New loans in the world’s second-largest economy were just 260 billion yuan ($36.28 billion), down 88% from a year ago and below expectations of 450 billion yuan.

Morningstar senior equity analyst Iris Tan explained that the decline in loan growth in July was due to weaker credit demand and spending by businesses and households.

She pointed to a sharp decline in short-term loans to households, pointing to continued weakness in consumer confidence and spending. Corporate loans continued to expand, but at a slower pace, driven mainly by bank bill discounting, Tan said.

Still, factors other than a weak economy contributed to the decline in lending. Tan pointed out that the decline in short-term corporate loans was due to regulatory measures that prevented the “self-circulation” of funds in the financial system.

She explained that this “self-revolving” approach is when large businesses borrow money at very low costs and deposit the money in banks as high-yielding structured deposits or deposit agreements, rather than for operations or investments.

Strategists explain why loan growth will be slow as China's real estate sector stabilizes

Jasmine Duan, senior investment strategist for Asia at RBC Wealth Management, said: “The new loans are not going into the real economy, they are going into all this financial arbitrage, and we think the People’s Bank of China… that’s why they continue to continue Mentioned that we should not pay too much attention to the growth of overall credit loans, because many credit loans did not enter the real economy in the past.

Nomura said in a report on Tuesday that there were “no signs” that the regulatory crackdown would end soon, adding that “credit growth is expected to be soft in the coming months, especially for yuan loans.”

As a result, Morningstar’s Tan said the market “should not panic” about sudden swings in monthly data, as July is typically a weak month for credit growth.

She noted that year-to-date bank loan growth has remained essentially stable compared with 2023, at 8.7% from 8.8% in June.
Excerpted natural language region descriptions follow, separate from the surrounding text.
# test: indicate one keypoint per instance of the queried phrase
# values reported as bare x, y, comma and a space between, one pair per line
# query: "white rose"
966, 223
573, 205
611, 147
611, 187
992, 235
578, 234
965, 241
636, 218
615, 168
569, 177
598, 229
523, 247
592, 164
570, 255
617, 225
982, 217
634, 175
“This is in line with the government’s guidance to slow down credit growth. We believe that slower but still reasonable credit growth is good for banks because it reduces equity consumption and reduces the risk of irrational pricing competition for new loan growth,” she said.

Still, these factors cannot offset the impact of China’s continued economic downturn. Royal Bank of Canada’s Duan said data showed households and businesses’ outlook for the Chinese economy remained “relatively low.”

“We believe that if the real estate market does not bottom out and gradually stabilize, it will be difficult for loan growth to rebound significantly,” she concluded.